Aiello also suggested that the agency should reconsider its plans to reduce wait times on the Red and Orange lines with the arrival of new trains, given the projected slow recovery in ridership.
“That was based on where we were hitting in 2017, 2018, 2019 — a robust economy, continued growing,” he said. “Do we need to be running a three-minute headway in [fiscal year 2025], as we’ve always talked about, or do we ratchet it back?”
FMCB board member Chrystal Kornegay pushed her colleagues Monday to explore revenue-raising measures, not just ways to cut costs, though she acknowledged options for doing so from within the agency were limited.
“When you’re thinking about a structural deficit, you gotta think about expenses and revenue,” Kornegay said.

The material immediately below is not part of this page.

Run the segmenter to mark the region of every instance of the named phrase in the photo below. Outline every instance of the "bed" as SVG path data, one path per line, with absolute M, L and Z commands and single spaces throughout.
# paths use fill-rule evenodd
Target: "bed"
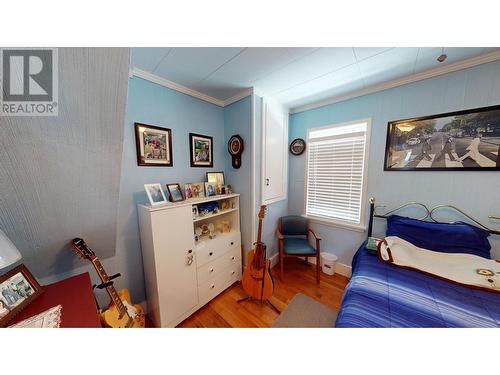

The effects of the pandemic also resurfaced a debate over the degree to which fares should be a central part of the MBTA’s revenue strategy. Some local advocates and elected officials have called for eliminating fares — at least on the MBTA bus system — as some smaller U.S. cities and many places in Europe have already done. The approach, which would involve a significant shift to different revenue streams, envisions mass transit more like a public good, as opposed to a business with “customers,” as MBTA officials often call riders.
Poftak signaled concerns about that approach Monday, calling fares an “integral part of our revenue stream.”
“I would be very cautious about any discussion that would jeopardize that,” he said.